7. Pero que sea más estable no significa que no haya síntomas, dado que son varios los sectores (muchos con potencialidad competitiva) que padecen el dólar barato y que suelen ser mano de obra intensivos. En estas circunstancias, el desenlace de estos síntomas podría no resolverse con una clásica reversión de capitales sino con tensiones sociales que se traducen en conflictos o movimientos políticos. Pero todo esto, a su vez, también podría generar cambios repentinos en las expectativas de inversores, sobre todo en la inminencia de elecciones el año que viene, con lo que no pueden descartarse tensiones financieras y corridas, aun con un leve superávit de cuenta corriente.

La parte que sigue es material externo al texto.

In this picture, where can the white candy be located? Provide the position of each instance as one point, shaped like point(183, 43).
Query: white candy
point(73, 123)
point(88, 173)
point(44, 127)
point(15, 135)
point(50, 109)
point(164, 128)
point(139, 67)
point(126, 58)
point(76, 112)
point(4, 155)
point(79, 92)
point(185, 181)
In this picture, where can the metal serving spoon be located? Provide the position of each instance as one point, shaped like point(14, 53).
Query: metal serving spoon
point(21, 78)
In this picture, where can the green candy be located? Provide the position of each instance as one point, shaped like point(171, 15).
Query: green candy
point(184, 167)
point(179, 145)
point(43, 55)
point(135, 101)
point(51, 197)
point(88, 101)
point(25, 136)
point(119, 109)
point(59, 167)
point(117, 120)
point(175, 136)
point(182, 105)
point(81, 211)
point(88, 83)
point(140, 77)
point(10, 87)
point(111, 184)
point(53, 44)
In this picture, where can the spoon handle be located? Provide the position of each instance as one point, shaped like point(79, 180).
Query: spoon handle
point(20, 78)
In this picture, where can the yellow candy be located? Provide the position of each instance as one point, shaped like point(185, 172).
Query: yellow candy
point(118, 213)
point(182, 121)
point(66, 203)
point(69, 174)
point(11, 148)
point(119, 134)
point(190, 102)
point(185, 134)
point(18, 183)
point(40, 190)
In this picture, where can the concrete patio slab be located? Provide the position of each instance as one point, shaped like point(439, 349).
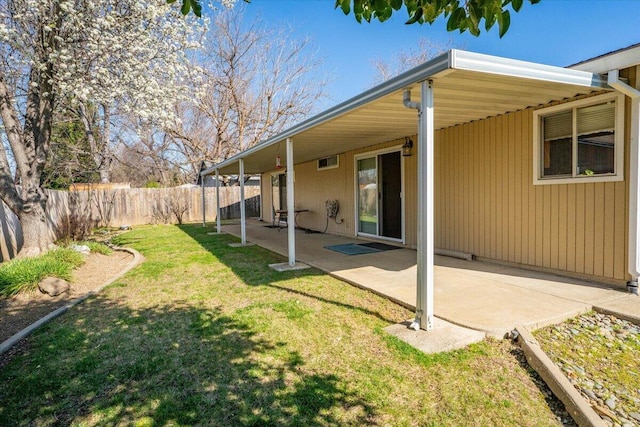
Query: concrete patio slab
point(483, 296)
point(241, 245)
point(285, 266)
point(443, 337)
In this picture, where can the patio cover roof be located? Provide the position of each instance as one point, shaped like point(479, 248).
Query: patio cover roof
point(467, 86)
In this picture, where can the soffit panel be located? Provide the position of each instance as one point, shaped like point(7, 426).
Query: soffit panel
point(460, 96)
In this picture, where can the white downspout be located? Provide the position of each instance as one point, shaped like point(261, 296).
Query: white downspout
point(424, 293)
point(218, 210)
point(204, 203)
point(243, 218)
point(291, 225)
point(634, 177)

8. Entonces, concluimos con dos mensajes:

  • Este leve superávit de cuenta corriente (flujo) previsto para 2026 parece ser insuficiente para la cantidad de reservas (stocks) que tiene a disposición nuestra economía para capear tensiones. Las reservas, de hecho, son negativas o nulas. Esas tensiones se capean con stocks altos (por su efecto disuasorio) o flujos (superávits) altos, como por ejemplo los del período 2002/2009. Para sortear aquella crisis de balanza de pagos, el superávit de cuenta corriente fue de 8,8% en 2002 y de 6,3% en 2003, pero luego se mantuvo en un promedio de 2,2% del PBI hasta 2009. Desde un punto de vista de solvencia intertemporal con reservas netas en cero, hoy deberíamos apuntar a tener un superávit arriba de 1% del PBI.
  • Pero además de esa "solvencia macro" clásica, tenemos el asunto de la heterogeneidad de sectores. El sector de hidrocarburos está haciendo su aporte (junto con el optimismo para emitir ONs en dólares) para ocultar los síntomas del atraso cambiario sobre la balanza de pagos. Pero esta enfermedad (holandesa) sí muestra síntomas afectando márgenes de empresas y la dinámica económica y del empleo. Y el interrogante sobre la estabilidad del tipo de cambio posiblemente se canalice a través de caminos más fangosos que los clásicos sudden stop de los capitales externos, involucrando dinámicas sociales y políticas. Para evitar eso, entonces, es posible que el superávit de cuenta corriente deba tener un nivel todavía más alto que el mencionado en el punto anterior. 

9. Y si quisiéramos un superávit mayor, en el corto plazo, tenemos que acudir a la clásica relación con el tipo de cambio (ver gráfico).

La variable más relevante para anticipar si estamos transitando una situación "sostenible" en el tiempo es la cuenta corriente.